24 July 2012, Vol. 5, No. 15
Editorial: Avoiding extremes: the overly-simplified and overly-qualified
Katherine Prizeman | Global Action to Prevent War
Informal consultations over the weekend yielded a new set of draft texts related to the various sections of the arms trade treaty (ATT)—scope, criteria, international cooperation and assistance, implementation, an Implementation Support Unit (ISU), and final provisions. While the President of the conference, the Main Committee chairs, and delegates have been actively seeking “compromise language,” it is important to not lose sight of what an ATT was intended do—to set legally-binding, comprehensive standards for the trade in conventional arms in order to address the many security risks related to the illicit and irresponsible trade in these weapons. Compromise to any extreme—whittling down the text so much that it would fail to set common standards to which all states parties would be accountable; or including qualifiers on every element of the treaty so that few existing standards could be considered applicable—will inevitably undermine the treaty’s ability to have an impact on the consequences of the poorly regulated arms trade.

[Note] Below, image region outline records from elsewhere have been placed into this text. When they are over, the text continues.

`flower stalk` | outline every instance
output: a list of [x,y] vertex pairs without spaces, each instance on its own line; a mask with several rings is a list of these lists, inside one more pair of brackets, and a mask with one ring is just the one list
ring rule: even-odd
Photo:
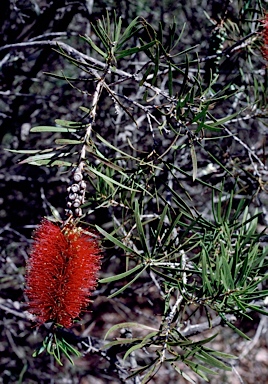
[[29,312],[41,324],[52,321],[69,328],[90,301],[100,259],[92,234],[74,222],[60,229],[43,220],[34,234],[26,267]]

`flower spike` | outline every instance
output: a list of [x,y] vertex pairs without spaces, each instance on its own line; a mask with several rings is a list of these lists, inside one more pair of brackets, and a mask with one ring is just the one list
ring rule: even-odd
[[60,229],[43,220],[26,267],[29,312],[40,323],[53,321],[69,328],[90,301],[100,259],[96,239],[74,222]]

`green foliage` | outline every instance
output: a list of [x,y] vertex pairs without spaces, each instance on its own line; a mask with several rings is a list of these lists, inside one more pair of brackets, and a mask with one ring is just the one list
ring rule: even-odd
[[[175,23],[165,31],[162,24],[153,27],[137,17],[124,29],[120,17],[107,13],[92,24],[94,35],[82,37],[90,47],[87,57],[59,43],[57,52],[91,79],[90,105],[81,106],[77,121],[57,119],[55,126],[32,128],[35,133],[55,134],[55,145],[29,151],[21,161],[57,165],[64,171],[83,162],[92,192],[84,208],[90,213],[106,210],[113,228],[96,226],[104,247],[125,255],[124,271],[108,274],[100,284],[107,285],[109,299],[134,291],[142,279],[157,288],[163,304],[158,328],[127,322],[116,324],[106,335],[125,327],[148,331],[105,346],[123,345],[125,360],[146,348],[150,357],[130,375],[140,375],[143,383],[165,363],[190,382],[181,364],[207,381],[218,369],[231,369],[226,360],[233,356],[210,347],[216,333],[195,338],[201,333],[202,313],[207,329],[220,318],[216,325],[225,324],[245,338],[233,318],[267,314],[263,299],[268,293],[264,284],[268,248],[260,244],[261,212],[252,212],[251,207],[251,198],[264,186],[261,172],[254,171],[262,160],[253,158],[250,148],[228,128],[247,121],[249,114],[256,118],[260,111],[255,113],[254,108],[263,105],[267,92],[257,70],[252,81],[245,73],[253,65],[250,54],[259,26],[252,20],[262,12],[259,5],[241,7],[241,24],[222,20],[229,40],[220,56],[226,62],[248,28],[255,28],[251,40],[241,46],[245,56],[239,58],[243,63],[239,81],[221,72],[219,62],[217,73],[211,72],[207,81],[202,63],[209,59],[201,59],[196,46],[182,47],[183,30],[177,31]],[[56,77],[72,86],[78,80]],[[242,96],[246,81],[250,84]],[[101,102],[107,97],[114,113],[100,126]],[[259,117],[267,117],[267,110]],[[249,178],[255,188],[251,194],[243,165],[225,161],[216,148],[226,137],[238,141],[251,156]],[[201,169],[203,156],[207,168]],[[204,191],[208,197],[202,196]],[[206,212],[199,199],[203,204],[211,201]],[[185,322],[192,325],[189,334]],[[62,347],[62,342],[57,345],[66,354],[69,347]],[[58,347],[48,350],[60,361],[57,351]]]

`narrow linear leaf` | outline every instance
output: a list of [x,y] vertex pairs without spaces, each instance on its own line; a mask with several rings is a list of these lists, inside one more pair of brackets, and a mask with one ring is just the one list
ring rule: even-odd
[[65,127],[53,127],[53,126],[38,126],[33,127],[30,130],[31,132],[76,132],[75,128],[65,128]]
[[105,334],[104,336],[104,340],[107,339],[108,335],[113,332],[113,331],[116,331],[117,329],[121,329],[121,328],[141,328],[141,329],[145,329],[145,330],[148,330],[148,331],[155,331],[155,332],[158,332],[158,329],[156,328],[153,328],[153,327],[150,327],[148,325],[145,325],[145,324],[140,324],[140,323],[133,323],[133,322],[125,322],[125,323],[120,323],[120,324],[115,324],[113,325]]
[[124,243],[122,243],[122,241],[118,240],[117,238],[115,238],[113,235],[111,235],[110,233],[106,232],[104,229],[102,229],[101,227],[99,227],[98,225],[96,225],[96,229],[109,241],[111,241],[112,243],[114,243],[115,245],[117,245],[118,247],[122,248],[125,252],[129,253],[129,254],[135,254],[137,256],[139,256],[132,248],[129,248],[128,246],[126,246]]

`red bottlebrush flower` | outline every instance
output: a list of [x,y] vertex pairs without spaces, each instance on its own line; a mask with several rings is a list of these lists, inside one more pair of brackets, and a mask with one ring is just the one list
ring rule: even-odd
[[267,61],[268,65],[268,12],[265,14],[265,17],[263,19],[263,31],[262,31],[262,38],[263,38],[263,45],[262,45],[262,55],[264,59]]
[[100,259],[97,241],[82,228],[70,223],[61,230],[43,220],[26,267],[29,312],[69,328],[90,301]]

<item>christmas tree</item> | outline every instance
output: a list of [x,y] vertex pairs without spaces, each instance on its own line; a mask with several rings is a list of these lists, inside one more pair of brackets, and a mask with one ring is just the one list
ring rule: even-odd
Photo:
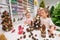
[[44,0],[41,1],[39,7],[42,7],[42,8],[45,8],[45,3],[44,3]]
[[60,26],[60,2],[55,6],[52,16],[52,21],[55,25]]

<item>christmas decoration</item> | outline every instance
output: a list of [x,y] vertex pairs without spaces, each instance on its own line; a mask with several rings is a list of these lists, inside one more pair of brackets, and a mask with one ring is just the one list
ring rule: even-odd
[[18,27],[18,34],[23,34],[23,27],[20,25],[19,27]]
[[56,26],[60,26],[60,2],[55,6],[52,13],[52,21]]
[[7,40],[4,34],[0,34],[0,40]]
[[41,37],[43,37],[43,38],[46,37],[46,27],[44,24],[41,27]]
[[45,8],[45,3],[44,3],[44,0],[41,1],[39,7],[42,7],[42,8]]

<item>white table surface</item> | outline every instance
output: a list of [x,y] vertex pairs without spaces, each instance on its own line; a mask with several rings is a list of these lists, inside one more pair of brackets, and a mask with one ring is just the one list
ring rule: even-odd
[[[1,28],[1,25],[0,25],[0,33],[4,33],[7,40],[17,40],[20,36],[23,36],[23,35],[19,35],[18,34],[18,26],[19,25],[22,25],[22,27],[24,27],[24,31],[26,32],[26,28],[28,28],[28,26],[25,26],[23,24],[23,22],[16,22],[13,24],[14,25],[14,29],[15,29],[15,32],[14,33],[11,33],[11,31],[9,32],[4,32]],[[40,36],[40,31],[37,31],[37,30],[34,30],[32,31],[33,35],[37,34],[37,37],[39,40],[43,40],[43,38]],[[56,34],[59,34],[60,32],[56,32]],[[30,33],[27,33],[26,32],[26,38],[25,39],[22,39],[22,40],[32,40],[31,38],[28,37]],[[49,40],[60,40],[60,37],[56,36],[55,38],[48,38]]]

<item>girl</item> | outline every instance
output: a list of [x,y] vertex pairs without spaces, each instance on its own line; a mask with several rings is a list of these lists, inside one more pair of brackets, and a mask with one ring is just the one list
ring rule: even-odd
[[54,32],[55,32],[54,31],[55,25],[53,24],[53,22],[49,16],[48,10],[45,8],[41,8],[41,9],[39,9],[38,14],[40,16],[41,25],[45,25],[46,30],[49,29],[50,36],[53,36],[52,34],[54,34]]
[[31,21],[32,21],[32,18],[31,18],[30,12],[29,12],[29,11],[26,11],[24,23],[25,23],[25,24],[31,24]]

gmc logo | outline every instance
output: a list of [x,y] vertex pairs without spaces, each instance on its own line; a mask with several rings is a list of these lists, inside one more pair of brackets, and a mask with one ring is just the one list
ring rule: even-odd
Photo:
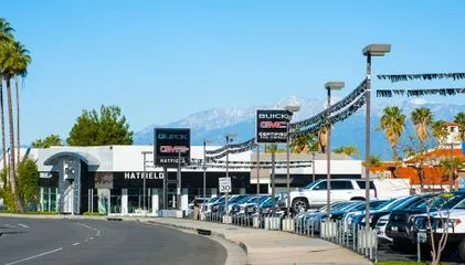
[[285,129],[287,127],[286,121],[261,121],[260,128],[274,128],[274,129]]
[[188,147],[187,146],[160,146],[160,152],[176,153],[176,152],[178,152],[179,148],[186,149]]

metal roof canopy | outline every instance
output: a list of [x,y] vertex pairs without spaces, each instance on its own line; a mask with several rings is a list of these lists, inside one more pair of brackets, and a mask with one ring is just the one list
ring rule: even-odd
[[55,165],[56,160],[61,157],[77,158],[77,159],[82,160],[83,162],[87,163],[87,166],[92,166],[92,167],[97,167],[97,166],[101,165],[98,159],[96,159],[95,157],[93,157],[88,153],[85,153],[85,152],[76,152],[76,151],[56,152],[53,156],[51,156],[50,158],[47,158],[43,163],[46,165],[46,166],[53,166],[53,165]]

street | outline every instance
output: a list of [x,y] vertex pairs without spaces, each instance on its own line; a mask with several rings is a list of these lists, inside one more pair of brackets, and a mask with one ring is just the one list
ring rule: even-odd
[[0,264],[224,264],[203,236],[138,222],[0,218]]

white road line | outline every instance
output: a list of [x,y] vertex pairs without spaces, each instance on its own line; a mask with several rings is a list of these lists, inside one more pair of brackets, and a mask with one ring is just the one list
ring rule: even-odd
[[52,253],[55,253],[55,252],[59,252],[59,251],[62,251],[62,250],[63,250],[63,247],[60,247],[60,248],[56,248],[56,250],[53,250],[53,251],[50,251],[50,252],[44,252],[44,253],[38,254],[38,255],[35,255],[35,256],[30,256],[30,257],[27,257],[27,258],[23,258],[23,259],[20,259],[20,261],[15,261],[15,262],[7,263],[7,264],[4,264],[4,265],[13,265],[13,264],[18,264],[18,263],[22,263],[22,262],[31,261],[31,259],[33,259],[33,258],[41,257],[41,256],[45,256],[45,255],[49,255],[49,254],[52,254]]

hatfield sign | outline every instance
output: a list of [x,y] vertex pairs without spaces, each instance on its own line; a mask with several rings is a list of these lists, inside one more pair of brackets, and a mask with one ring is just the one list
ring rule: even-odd
[[287,126],[292,113],[285,109],[256,110],[256,144],[287,142]]
[[179,152],[181,152],[181,163],[189,163],[190,129],[156,128],[154,142],[155,165],[176,167],[178,165]]

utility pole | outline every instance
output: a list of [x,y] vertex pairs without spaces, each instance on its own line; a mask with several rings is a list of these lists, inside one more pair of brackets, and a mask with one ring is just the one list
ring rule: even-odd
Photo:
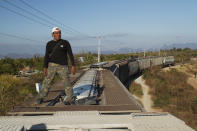
[[98,62],[100,62],[100,55],[101,55],[101,37],[98,37]]

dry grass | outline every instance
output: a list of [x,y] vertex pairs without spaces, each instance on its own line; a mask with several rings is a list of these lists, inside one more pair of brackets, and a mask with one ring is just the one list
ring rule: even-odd
[[32,79],[0,75],[0,115],[5,115],[13,106],[20,105],[34,96],[35,82],[39,79],[42,79],[40,74],[32,76]]
[[143,96],[143,91],[142,91],[142,87],[140,84],[137,84],[135,82],[133,82],[130,87],[129,87],[129,91],[134,94],[135,96],[141,98]]
[[188,84],[188,75],[176,69],[156,67],[144,74],[155,107],[170,112],[197,129],[197,90]]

A balance between the overly-simplified and the overly-qualified must be struck such that the ATT will have a real impact on both the ground and in the national practices of transfer authorizations. A simple set of “recommendations” or “guidelines” for the arms trade is obviously insufficient (the overly-simplified), as is a document that includes endless qualifiers based solely on “national discretion” (the overly-qualified). As the final week of negotiations is now under way, delegations must bear in the mind that the ATT must set forth clear, uniform, and legally-binding parameters to which states parties are to be held accountable when transferring conventional arms. Anything less will have little chance of changing conditions on the ground in the parts of the world that are most affected by the unregulated and illicit trade in arms and, even worse, could have a negative impact on existing international norms and processes.
The fluctuating trajectory of text on criteria has shown that both of these ‘extreme’ scenarios must be avoided. The call for a “simple, short, and easy to implement” ATT has been made by the permanent five members of the UN Security Council (P5) from the very start of the preparatory process. It is clear that something “simple and easy to implement” without the appropriate structure and independence of legally-binding criteria will not sufficiently contribute to the UN’s multilateral security framework and, in turn, combat the dire consequences of the illicit and irresponsible trade in arms. In contrast, in its most recent form, the draft text on criteria has been elongated to include numerous qualifiers (and, therefore, ‘loopholes’) driving the criteria away from fulfilling their core mandate and diluting the commitment of refusing transfers where substantial risk exists when applying any of the parameters laid forth in the treaty.
New qualifiers in the most recent text include the insertion of the phrase “a State Party shall assess whether, in its view, there is substantial risk” (emphasis added). This drives a further wedge between universal and state-specific criteria and adds another layer of ‘subjectivity’ to their implementation. The current text also includes a provision that state parties “may balance the risk against the security imperatives associated with authorizing the transfer.” This represents the most radical ‘qualifier’ yet to the ATT’s mandate to provide international, legal standards for the arms trade. As yesterday’s ATT Monitor editorial noted, the text does not spell out what this ‘balance’ would entail or which particular circumstances would be taken into account, thus leaving a gaping hole in the accountability structure of the parameters. Furthermore, clear and specific provisions free of continuous qualifying phrases justified only by “national discretion” are especially important if the ATT does not establish any substantive role for an ISU or another authority to analyze implementation and give recommendations as to how treaty provisions should be interpreted, as still seems to be the case in the latest ISU draft text.
As delegations seek to finalize treaty language this week, it is necessary to avoid a dangerous weakening of the text through either overly simplified language or endless modifiers. Instead, the ATT should create a legal mechanism that provides for a clear list of criteria to be applied such that irresponsible transfers are prohibited and diversion into the illicit market is prevented.